The US being a net oil exporter doesn't make the domestic market independent of the global market (especially over the short to intermediate term), for a large variety of reasons.
> has the Strategic Petroleum Reserve
Which whille partial refilled from the 2022 drawdowns is still at rather low levels by historical standards.
> and, if absolutely necessary, Trump could make up with Canada
He could try (though I don’t think even that is in his character), that doesn’t mean he would succceed.
Sounds like Trump hubris. Probably just what he'd expect. And then he'd accuse Canada of "behaving terribly" if things didn't go his way, and he'd reach for his tariff paddle.
The thing is that the US exported oil is sweet crude, and our own refineries are not made for that type of oil. So for the petroleum products used within the US need the heavy oil that is imported. So if the world goes tits up so that the US can only use the oil it produces, it would take time before the US could refine it.
>Trump could make up with Canada
I'm sorry, did this suddenly become a comedy?
Is that really true? I've heard experts say that sweet crude is easy to refine. I've always thought that the reason US refiners bother with sour crude is that they're better at refining it than non-US refiners are, so they make a little more money that way.
Like hell he could.
- every Canadian
Unlike our fearless orange leader, I live on earth, and global warming's becoming quite a big issue over here.

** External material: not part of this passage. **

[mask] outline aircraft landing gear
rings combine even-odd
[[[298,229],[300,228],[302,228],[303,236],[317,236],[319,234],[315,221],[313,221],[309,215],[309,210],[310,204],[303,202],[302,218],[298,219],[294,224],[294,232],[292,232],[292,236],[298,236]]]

Also, the sooner we're forced off oil, the sooner these dumb wars stop.
Even if you don't blow up a nuclear plant, it seems like cutting the power from one would be relatively easy.
The SPR is 58% full, so... not empty but also not all the way full.
Additionally, even though we're a net oil exporter, we're not insulated from the global oil market rates. Local producers aren't going to sell into America more cheaply than they can sell internationally, so if international rates spike, prices will go up domestically too.
If the Straight of Hormuz remains closed for an extended period of time, we'll definitely feel the pinch domestically.
https://www.bbc.com/news/articles/cr5ll27z52do
As the friendly article says, the US military has no idea about how commercial shipping works and how hard it will be convince anybody to transit through an active war zone.
- the crew - the company - the insurer
The company has an obvious reason to take on some amount of risk to move a vessel through the Straight. However, both the crew and the insurer will be quite risk averse, so the Navy would need to demonstrate a very high success rate in intercepting both missiles and shaheds to convince those two other groups to say "yes".
https://theaviationist.com/2026/03/06/typhoon-spotted-rocket...`
From what I read in Kissinger’s Diplomacy, Vietnam was also a war they couldn’t just pull out of if they wanted to.
The public wanted deescalation, but the Americans under Nixon had to escalate the war to get enough of an advantage to pull out without it being a bloodbath.
Hence part of Nixon’s infamy: he defied public opinion and escalated an unpopular war, precisely to end it more cleanly.
In addition, I'm struggling with the idea that Kissinger of all people cared enough about what happened to Vietnamese people for it to affect policy. He was the sort who would have no difficulty at all allowing bloodbaths to happen if he thought that was advantageous. His wiki page suggests, in fact, that he did do exactly that a few times.
US itself has huge reserves, and recent move with Venecuela further expands it.
Middle East countries are too blind to see it, they’re being thrown under the bus to hurt Iran.